Selling Joint Ads: A Regret Minimization Perspective
Gagan Aggarwal, Ashwinkumar Badanidiyuru, Paul Dütting, Federico Fusco
TL;DR
The paper tackles selling a single non-excludable good to two cooperating buyers in an online-learning setting, formalizing the Repeated Joint Ads problem and analyzing regret with respect to the best fixed DSIC/IR mechanism. It develops adaptive discretization approaches that transform the challenging mechanism space into tractable representations: orthogonal mechanisms for stochastic data and path-based discretizations for smooth adversaries.
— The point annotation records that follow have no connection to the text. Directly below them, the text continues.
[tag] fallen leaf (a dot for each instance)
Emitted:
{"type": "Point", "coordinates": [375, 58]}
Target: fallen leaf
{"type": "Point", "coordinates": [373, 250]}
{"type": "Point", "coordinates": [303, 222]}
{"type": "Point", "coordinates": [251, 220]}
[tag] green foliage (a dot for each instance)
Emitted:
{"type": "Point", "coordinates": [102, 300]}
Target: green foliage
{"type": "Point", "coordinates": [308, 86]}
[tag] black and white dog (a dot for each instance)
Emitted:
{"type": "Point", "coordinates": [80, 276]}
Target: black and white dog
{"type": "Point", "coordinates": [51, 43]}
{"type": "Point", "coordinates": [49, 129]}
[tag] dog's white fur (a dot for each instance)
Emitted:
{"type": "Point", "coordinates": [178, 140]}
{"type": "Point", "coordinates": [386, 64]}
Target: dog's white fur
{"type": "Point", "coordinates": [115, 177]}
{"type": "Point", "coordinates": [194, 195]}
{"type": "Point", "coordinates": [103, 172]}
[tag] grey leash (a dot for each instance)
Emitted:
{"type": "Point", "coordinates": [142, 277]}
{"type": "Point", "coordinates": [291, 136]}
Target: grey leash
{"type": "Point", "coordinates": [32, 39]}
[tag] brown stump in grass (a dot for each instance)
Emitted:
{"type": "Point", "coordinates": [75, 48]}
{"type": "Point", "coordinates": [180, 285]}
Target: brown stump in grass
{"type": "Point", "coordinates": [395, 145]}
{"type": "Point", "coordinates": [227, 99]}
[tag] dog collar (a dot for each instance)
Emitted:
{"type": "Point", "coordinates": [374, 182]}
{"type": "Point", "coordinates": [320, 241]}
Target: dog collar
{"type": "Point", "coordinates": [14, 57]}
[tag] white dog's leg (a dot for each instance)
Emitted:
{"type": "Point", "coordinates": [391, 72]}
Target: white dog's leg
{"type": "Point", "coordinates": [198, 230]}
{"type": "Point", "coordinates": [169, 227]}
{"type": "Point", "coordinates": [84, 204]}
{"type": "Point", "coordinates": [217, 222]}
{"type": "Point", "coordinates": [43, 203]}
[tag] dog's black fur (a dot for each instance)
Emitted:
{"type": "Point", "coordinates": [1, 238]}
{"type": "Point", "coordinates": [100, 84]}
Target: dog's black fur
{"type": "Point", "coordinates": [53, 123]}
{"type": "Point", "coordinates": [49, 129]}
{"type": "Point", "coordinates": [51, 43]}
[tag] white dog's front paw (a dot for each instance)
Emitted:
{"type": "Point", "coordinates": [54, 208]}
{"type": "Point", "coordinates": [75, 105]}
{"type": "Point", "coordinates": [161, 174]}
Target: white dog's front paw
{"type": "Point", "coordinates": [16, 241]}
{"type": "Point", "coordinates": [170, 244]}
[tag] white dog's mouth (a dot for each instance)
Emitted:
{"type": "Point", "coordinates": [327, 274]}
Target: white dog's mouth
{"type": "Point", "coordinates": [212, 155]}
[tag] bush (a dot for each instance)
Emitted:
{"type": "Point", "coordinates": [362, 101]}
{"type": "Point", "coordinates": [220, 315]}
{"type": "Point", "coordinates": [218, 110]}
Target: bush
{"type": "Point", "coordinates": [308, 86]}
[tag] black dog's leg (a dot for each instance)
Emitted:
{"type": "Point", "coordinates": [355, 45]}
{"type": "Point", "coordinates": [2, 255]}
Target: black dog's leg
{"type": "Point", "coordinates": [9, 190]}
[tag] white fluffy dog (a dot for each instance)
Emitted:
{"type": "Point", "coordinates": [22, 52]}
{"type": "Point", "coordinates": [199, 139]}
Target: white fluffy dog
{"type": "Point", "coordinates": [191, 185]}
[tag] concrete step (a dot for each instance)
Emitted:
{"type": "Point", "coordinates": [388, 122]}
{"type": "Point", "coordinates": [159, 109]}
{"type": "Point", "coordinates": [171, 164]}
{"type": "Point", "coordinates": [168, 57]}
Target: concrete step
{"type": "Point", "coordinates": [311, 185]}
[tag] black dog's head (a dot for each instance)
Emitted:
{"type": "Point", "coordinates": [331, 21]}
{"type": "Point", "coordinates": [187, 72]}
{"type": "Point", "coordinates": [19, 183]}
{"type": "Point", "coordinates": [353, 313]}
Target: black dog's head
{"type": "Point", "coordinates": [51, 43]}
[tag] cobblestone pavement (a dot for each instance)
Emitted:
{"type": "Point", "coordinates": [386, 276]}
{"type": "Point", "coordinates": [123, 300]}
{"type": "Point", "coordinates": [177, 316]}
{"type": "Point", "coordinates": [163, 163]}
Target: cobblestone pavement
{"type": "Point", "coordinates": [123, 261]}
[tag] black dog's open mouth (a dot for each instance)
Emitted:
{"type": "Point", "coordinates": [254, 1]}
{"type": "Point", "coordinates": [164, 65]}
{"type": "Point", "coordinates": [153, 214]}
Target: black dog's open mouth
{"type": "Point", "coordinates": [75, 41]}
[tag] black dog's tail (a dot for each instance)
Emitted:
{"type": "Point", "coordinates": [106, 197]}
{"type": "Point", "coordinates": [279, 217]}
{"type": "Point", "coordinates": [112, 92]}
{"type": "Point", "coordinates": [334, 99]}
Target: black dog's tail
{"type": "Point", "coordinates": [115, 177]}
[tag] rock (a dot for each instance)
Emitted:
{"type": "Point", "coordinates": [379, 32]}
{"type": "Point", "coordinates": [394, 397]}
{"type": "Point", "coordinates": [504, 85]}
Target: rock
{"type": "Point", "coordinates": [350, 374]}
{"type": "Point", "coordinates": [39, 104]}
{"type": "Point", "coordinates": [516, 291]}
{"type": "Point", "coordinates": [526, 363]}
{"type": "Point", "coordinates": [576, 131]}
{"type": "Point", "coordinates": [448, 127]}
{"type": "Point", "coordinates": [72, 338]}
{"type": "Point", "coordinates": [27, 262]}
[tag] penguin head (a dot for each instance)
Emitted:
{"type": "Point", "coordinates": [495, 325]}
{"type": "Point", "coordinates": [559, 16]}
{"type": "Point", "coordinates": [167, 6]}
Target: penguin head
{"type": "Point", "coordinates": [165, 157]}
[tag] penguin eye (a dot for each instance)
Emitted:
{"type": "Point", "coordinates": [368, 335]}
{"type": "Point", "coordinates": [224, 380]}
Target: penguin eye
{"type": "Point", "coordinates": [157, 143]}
It delivers a stochastic upper bound of $\tilde{O}(T^{3/4})$ via Augment-the-Best-Mechanism and a $O(T^{2/3})$ bound via PathLearning in the $\sigma$-smooth regime, alongside lower bounds showing an $\Omega(\sqrt{T})$ baseline and an adversarial impossibility of sublinear regret; together they delineate a sharp separation between stochastic/smooth and adversarial settings. The work extends online-learning in economic design to non-excludable, multi-buyer settings, introduces new algorithmic tools (adaptive grids, augmented-grid mechanisms, and edge-based sampling for path-experts), and points to future extensions to larger coalitions and broader non-excludable mechanisms with potential real-world impact in collaborative advertising markets.
Abstract
Motivated by online retail, we consider the problem of selling one item (e.g., an ad slot) to two non-excludable buyers (say, a merchant and a brand). This problem captures, for example, situations where a merchant and a brand cooperatively bid in an auction to advertise a product, and both benefit from the ad being shown. A mechanism collects bids from the two and decides whether to allocate and which payments the two parties should make. This gives rise to intricate incentive compatibility constraints, e.g., on how to split payments between the two parties. We approach the problem of finding a revenue-maximizing incentive-compatible mechanism from an online learning perspective; this poses significant technical challenges. First, the action space (the class of all possible mechanisms) is huge; second, the function that maps mechanisms to revenue is highly irregular, ruling out standard discretization-based approaches. In the stochastic setting, we design an efficient learning algorithm achieving a regret bound of $O(T^{3/4})$. Our approach is based on an adaptive discretization scheme of the space of mechanisms, as any non-adaptive discretization fails to achieve sublinear regret. In the adversarial setting, we exploit the non-Lipschitzness of the problem to prove a strong negative result, namely that no learning algorithm can achieve more than half of the revenue of the best fixed mechanism in hindsight. We then consider the $σ$-smooth adversary; we construct an efficient learning algorithm that achieves a regret bound of $O(T^{2/3})$ and builds on a succinct encoding of exponentially many experts. Finally, we prove that no learning algorithm can achieve less than $Ω(\sqrt T)$ regret in both the stochastic and the smooth setting, thus narrowing the range where the minimax regret rates for these two problems lie.